Remember when I had a separation of chin and neck?

I do.  It was long, long ago.

I've started weight watchers again.  on Tuesday--and I'm starving.  So I'm attempting to give Griffin snacks without eating them myself.  oh, and trying to eat "good" things for me.  All of this leads to my current situation of wanting to eat my own arm.  I am hungry.  At some point I was really good at this.  I was really strict and lost a lot of lbs and was at my target weight.  It was easy and I loved it.  Now?  Sigh... I mean, I guess I CARE about losing weight (hello, just paid $60 for 3 months of things I already know), but my motivation is small.  Alcohol has gone up a lot of points.  What?  a Roman Coke is 4 pts?  That's what my breakfast was!  So you're saying I need to skip meals so I can enjoy an adult bevvie?  Lame.  But I'm doing it... ish.  I'm counting my food points and choosing to ignore my alcohol points.  That's the way it works, no?  I'm thinking no, but I'm going with yes.
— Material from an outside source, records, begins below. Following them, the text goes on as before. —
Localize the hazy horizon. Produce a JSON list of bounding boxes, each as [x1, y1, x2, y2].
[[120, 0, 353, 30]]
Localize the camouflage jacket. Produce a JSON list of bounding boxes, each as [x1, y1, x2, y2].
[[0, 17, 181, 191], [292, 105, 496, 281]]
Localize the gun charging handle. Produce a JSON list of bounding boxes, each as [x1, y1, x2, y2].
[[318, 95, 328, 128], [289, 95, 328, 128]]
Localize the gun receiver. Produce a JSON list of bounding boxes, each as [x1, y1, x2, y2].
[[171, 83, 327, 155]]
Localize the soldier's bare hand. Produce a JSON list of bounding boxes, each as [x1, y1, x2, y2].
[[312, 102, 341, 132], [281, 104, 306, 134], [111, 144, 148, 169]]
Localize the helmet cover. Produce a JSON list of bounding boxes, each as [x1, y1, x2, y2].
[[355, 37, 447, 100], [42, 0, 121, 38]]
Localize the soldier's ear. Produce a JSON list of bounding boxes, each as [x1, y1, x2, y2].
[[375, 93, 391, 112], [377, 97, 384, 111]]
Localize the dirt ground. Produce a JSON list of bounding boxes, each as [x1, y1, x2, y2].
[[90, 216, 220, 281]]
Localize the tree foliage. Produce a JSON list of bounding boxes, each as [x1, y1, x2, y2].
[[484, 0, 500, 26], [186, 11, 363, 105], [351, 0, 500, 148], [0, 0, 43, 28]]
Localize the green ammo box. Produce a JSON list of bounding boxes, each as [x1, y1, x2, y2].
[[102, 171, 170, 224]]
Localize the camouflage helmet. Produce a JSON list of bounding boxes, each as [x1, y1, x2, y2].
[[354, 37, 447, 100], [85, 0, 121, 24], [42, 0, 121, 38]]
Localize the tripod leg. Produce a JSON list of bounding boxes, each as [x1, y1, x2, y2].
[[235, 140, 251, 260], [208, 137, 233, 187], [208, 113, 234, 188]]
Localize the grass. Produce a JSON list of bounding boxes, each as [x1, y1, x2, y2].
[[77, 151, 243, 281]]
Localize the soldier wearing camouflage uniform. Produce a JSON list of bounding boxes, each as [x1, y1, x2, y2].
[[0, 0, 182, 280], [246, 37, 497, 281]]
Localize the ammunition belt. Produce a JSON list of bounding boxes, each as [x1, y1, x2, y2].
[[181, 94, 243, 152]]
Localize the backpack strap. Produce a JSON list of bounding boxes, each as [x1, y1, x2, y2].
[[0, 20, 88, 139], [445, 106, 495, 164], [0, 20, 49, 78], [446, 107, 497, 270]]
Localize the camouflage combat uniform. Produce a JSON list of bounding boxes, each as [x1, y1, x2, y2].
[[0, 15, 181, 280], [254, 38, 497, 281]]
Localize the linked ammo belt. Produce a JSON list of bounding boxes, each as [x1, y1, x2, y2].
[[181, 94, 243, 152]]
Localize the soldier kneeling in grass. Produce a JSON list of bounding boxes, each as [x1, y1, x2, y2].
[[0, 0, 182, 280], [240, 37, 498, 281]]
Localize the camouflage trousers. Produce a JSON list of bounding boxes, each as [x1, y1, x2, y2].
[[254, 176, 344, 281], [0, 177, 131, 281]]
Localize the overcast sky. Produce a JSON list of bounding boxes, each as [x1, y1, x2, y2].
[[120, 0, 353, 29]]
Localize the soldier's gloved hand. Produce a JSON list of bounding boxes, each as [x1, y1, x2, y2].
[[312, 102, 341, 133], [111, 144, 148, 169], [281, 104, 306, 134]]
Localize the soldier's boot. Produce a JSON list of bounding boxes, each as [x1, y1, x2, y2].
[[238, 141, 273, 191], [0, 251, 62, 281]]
So if you see me with a rabid look in my eye and a stumble in my step... know it's because I've sacrificed a meal for a cocktail.  I'm that mom right now.

1 comment:

Elizabeth said...

I once had mucho success on WW, too. It was several years ago, and I'm convinced of one thing: it was as hard then as it is now. There were moments of near arm-eating and discouragement then, just like there are now. But your mind doesn't remember that. Your mind remembers the good...like how fantastic it felt to see results. So don't sell yourself short. Keep the goal in mind and comfort yourself with the thought that, when all is said and done, the arm-eating isn't what you'll remember.

Unless you actually do eat your arm. In that case, it'd be pretty tough to forget.